PA – Claro que muda. Implica que eu tenha de usar outros meios, outros pontos. Quando digo outros meios, tenho que deixar uma coisa clara: não injeto nada, ninguém toma nada aqui. Comigo não. Outro jogador com aquela idade muito dificilmente iria conseguir recuperar, mas o Pepe é de facto único, tem uma energia fora do comum. Tem a ver com as suas origens, com os pais, aquela energia ancestral, os pais dele são fantásticos, já os conheci. Tudo isso, a importância do jogo com a Juventus, levou a ser especial. Por tudo isso, tive de ir com a equipa, mas posso dizer-lhe que eu não recuperei só o Pepe.
Ⓡ Quais foram os outros?
PA – Quase todos. O Marko (Grujic), por exemplo, fez uma entorse no treino antes da viagem e estava inapto, o míster pediu-me para cuidar dele e a verdade é que foi a jogo. Quando o míster entrou e abriu a porta, viu casa cheia.
Ⓡ Como recebeu, depois, o convite de Sérgio Conceição para ir trabalhar no FC Porto, o que aconteceu na última época?

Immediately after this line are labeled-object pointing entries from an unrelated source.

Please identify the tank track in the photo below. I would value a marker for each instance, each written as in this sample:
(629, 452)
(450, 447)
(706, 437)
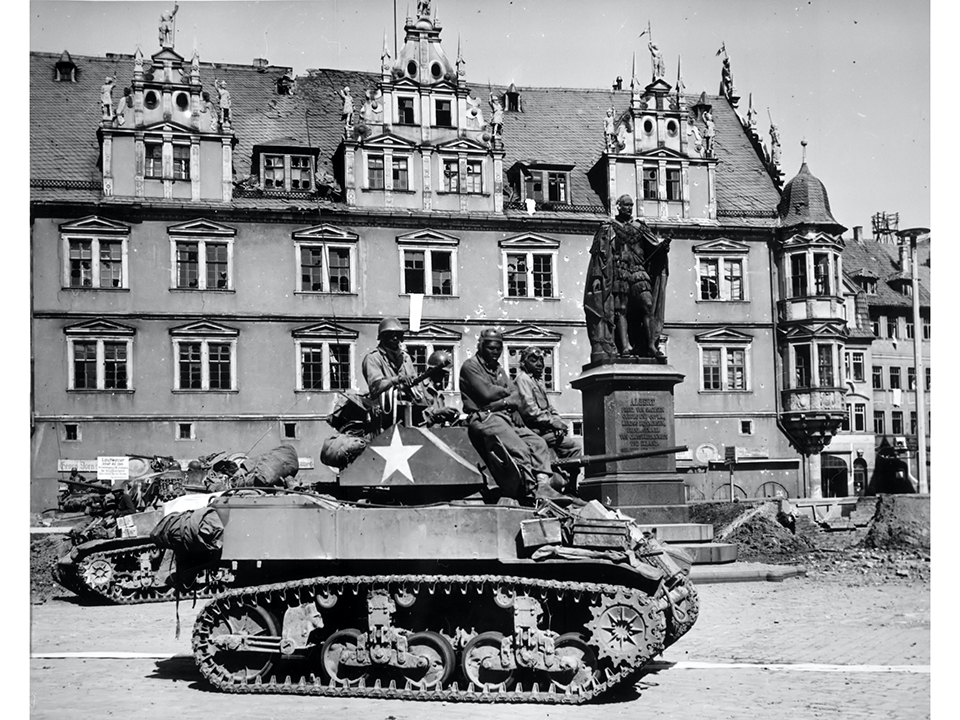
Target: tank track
(130, 576)
(621, 647)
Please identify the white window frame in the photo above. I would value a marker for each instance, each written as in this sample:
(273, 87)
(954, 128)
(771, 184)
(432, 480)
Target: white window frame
(428, 250)
(554, 255)
(724, 348)
(326, 246)
(324, 345)
(724, 290)
(201, 261)
(518, 347)
(95, 241)
(101, 363)
(205, 362)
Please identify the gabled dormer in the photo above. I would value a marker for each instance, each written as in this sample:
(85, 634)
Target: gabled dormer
(163, 138)
(420, 141)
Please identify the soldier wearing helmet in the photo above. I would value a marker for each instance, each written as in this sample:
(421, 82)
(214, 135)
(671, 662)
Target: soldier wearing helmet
(538, 413)
(495, 428)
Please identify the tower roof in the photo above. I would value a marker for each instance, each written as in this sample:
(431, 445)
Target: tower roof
(804, 202)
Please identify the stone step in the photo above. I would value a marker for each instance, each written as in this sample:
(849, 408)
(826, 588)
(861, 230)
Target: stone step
(681, 532)
(709, 553)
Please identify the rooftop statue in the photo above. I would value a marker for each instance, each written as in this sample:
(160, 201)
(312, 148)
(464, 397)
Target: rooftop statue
(624, 294)
(167, 26)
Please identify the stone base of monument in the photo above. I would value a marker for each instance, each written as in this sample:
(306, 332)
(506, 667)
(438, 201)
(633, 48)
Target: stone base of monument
(627, 407)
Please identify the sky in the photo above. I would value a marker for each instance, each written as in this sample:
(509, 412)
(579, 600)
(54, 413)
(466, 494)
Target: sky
(851, 77)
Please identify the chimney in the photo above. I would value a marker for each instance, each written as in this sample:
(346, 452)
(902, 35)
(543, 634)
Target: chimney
(905, 258)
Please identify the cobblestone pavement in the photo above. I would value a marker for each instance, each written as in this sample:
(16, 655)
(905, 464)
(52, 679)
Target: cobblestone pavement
(802, 620)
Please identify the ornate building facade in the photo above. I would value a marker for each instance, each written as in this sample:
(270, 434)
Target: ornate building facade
(212, 252)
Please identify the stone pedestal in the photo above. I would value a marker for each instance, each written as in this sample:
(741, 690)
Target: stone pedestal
(628, 406)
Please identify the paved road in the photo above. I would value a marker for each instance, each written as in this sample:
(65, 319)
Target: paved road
(803, 648)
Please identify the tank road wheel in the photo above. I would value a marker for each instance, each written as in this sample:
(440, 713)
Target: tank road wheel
(625, 629)
(252, 621)
(441, 660)
(481, 662)
(577, 661)
(330, 655)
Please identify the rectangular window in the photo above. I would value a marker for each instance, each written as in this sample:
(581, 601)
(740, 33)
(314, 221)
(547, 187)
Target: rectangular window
(188, 265)
(798, 276)
(474, 182)
(400, 177)
(325, 268)
(451, 176)
(896, 424)
(325, 366)
(190, 366)
(859, 417)
(444, 114)
(801, 354)
(895, 378)
(673, 184)
(85, 365)
(114, 365)
(153, 160)
(205, 365)
(557, 187)
(893, 328)
(405, 111)
(711, 369)
(81, 263)
(301, 172)
(529, 274)
(821, 273)
(431, 271)
(879, 422)
(650, 181)
(375, 177)
(181, 162)
(825, 362)
(273, 172)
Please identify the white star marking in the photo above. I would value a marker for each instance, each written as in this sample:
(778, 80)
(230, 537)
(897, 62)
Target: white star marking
(397, 456)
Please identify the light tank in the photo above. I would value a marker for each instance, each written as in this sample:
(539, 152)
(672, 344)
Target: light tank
(411, 579)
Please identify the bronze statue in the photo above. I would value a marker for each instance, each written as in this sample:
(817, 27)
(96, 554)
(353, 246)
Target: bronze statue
(624, 293)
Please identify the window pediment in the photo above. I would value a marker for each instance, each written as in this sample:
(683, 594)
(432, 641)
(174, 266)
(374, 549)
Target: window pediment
(427, 237)
(202, 226)
(204, 328)
(325, 331)
(326, 232)
(724, 335)
(530, 241)
(722, 246)
(99, 328)
(531, 334)
(95, 225)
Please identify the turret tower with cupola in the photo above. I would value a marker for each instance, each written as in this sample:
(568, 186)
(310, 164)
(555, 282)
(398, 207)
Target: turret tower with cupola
(419, 140)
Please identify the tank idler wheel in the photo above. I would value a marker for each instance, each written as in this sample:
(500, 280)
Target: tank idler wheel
(331, 653)
(577, 664)
(440, 656)
(250, 620)
(481, 662)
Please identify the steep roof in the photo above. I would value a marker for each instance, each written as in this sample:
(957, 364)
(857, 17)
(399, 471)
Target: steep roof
(883, 260)
(557, 125)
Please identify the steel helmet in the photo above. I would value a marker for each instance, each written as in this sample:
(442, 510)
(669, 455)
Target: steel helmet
(440, 359)
(389, 325)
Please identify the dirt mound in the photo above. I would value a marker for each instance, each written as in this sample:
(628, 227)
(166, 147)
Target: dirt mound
(900, 522)
(44, 552)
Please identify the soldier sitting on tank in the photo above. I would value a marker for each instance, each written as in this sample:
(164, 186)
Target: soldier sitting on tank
(539, 414)
(495, 428)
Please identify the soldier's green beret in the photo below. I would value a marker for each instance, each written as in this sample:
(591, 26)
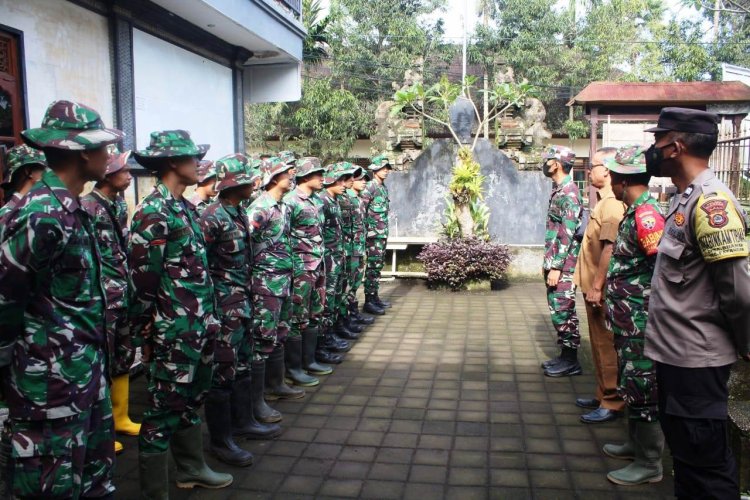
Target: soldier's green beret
(20, 156)
(309, 165)
(233, 170)
(169, 144)
(379, 162)
(72, 126)
(629, 160)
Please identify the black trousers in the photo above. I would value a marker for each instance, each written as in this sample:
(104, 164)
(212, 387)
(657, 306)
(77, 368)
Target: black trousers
(693, 416)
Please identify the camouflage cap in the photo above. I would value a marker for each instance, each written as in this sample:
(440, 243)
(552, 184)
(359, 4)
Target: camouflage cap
(117, 160)
(169, 144)
(334, 172)
(233, 170)
(20, 156)
(206, 170)
(629, 160)
(72, 126)
(561, 153)
(309, 165)
(272, 167)
(287, 156)
(379, 162)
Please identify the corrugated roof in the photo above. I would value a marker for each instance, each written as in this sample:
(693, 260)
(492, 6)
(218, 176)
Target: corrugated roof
(666, 93)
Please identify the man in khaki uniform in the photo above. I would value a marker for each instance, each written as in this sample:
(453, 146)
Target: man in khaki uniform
(699, 312)
(590, 276)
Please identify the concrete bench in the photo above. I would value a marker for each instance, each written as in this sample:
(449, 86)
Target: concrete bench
(396, 243)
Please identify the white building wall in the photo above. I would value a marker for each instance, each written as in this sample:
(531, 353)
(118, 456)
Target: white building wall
(66, 55)
(177, 89)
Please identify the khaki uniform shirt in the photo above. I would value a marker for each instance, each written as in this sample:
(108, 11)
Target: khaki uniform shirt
(602, 229)
(699, 314)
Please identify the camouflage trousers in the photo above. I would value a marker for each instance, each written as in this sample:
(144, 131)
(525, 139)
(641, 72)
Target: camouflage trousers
(271, 316)
(233, 351)
(375, 256)
(176, 393)
(308, 299)
(334, 293)
(122, 352)
(356, 272)
(562, 307)
(637, 378)
(69, 457)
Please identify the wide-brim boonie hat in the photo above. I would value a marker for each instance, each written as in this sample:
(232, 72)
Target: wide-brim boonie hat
(169, 144)
(232, 171)
(71, 126)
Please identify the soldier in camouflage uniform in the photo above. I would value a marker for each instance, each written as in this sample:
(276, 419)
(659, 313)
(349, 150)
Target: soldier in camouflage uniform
(357, 249)
(205, 191)
(271, 287)
(110, 213)
(334, 181)
(308, 287)
(25, 166)
(626, 301)
(172, 317)
(226, 232)
(560, 257)
(346, 326)
(376, 202)
(52, 312)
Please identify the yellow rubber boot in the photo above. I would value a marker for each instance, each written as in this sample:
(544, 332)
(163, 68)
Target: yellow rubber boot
(120, 394)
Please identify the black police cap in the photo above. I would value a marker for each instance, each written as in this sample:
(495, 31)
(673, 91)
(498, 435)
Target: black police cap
(686, 120)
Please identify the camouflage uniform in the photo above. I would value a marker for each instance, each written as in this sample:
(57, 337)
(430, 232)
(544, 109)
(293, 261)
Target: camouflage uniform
(172, 301)
(308, 289)
(561, 253)
(272, 270)
(52, 309)
(627, 298)
(111, 224)
(16, 158)
(206, 171)
(226, 233)
(376, 203)
(358, 248)
(334, 248)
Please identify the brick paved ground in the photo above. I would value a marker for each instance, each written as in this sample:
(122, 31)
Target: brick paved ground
(442, 398)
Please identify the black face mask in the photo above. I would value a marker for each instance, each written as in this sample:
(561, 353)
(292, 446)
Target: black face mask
(654, 158)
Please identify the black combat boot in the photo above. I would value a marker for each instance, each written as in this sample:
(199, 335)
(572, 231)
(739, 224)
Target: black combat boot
(293, 358)
(359, 317)
(309, 347)
(342, 331)
(332, 343)
(244, 423)
(276, 387)
(219, 422)
(384, 304)
(567, 366)
(371, 306)
(262, 412)
(351, 324)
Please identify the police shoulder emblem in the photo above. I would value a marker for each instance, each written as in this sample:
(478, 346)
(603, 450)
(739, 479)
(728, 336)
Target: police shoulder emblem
(716, 210)
(679, 219)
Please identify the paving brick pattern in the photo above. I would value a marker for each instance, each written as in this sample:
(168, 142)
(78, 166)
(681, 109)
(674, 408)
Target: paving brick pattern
(442, 398)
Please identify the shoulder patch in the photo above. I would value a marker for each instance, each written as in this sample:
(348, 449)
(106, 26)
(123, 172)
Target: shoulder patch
(649, 225)
(719, 228)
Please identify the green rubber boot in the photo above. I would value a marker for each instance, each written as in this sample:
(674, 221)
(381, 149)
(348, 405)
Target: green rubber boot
(192, 470)
(153, 476)
(646, 468)
(623, 451)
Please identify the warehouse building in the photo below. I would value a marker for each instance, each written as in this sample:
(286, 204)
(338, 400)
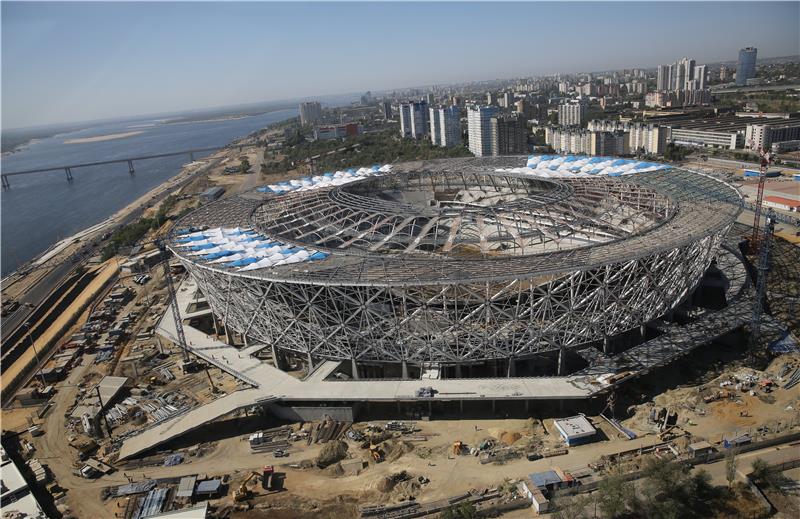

PA – Senti que era um desafio, senti-me honrado naturalmente, contente, feliz por ter conseguido que o treinador me quisesse. Se não fosse ele é verdade que não tinha ido para lá. Sabia que era como consequência dos jogadores que tinha recuperado durante os anos anteriores, todo aquele episódio da Taça de Portugal, da Supertaça. Também houve, depois, a questão de Turim. O convite foi uma honra e, depois, ter conseguido fazer a época que fiz lá, felizmente com os resultados que tivemos. Foi um crescimento e uma evolução para mim e deu-me uma bagagem diferente para estar ainda mais capaz se entender abraçar outro projeto.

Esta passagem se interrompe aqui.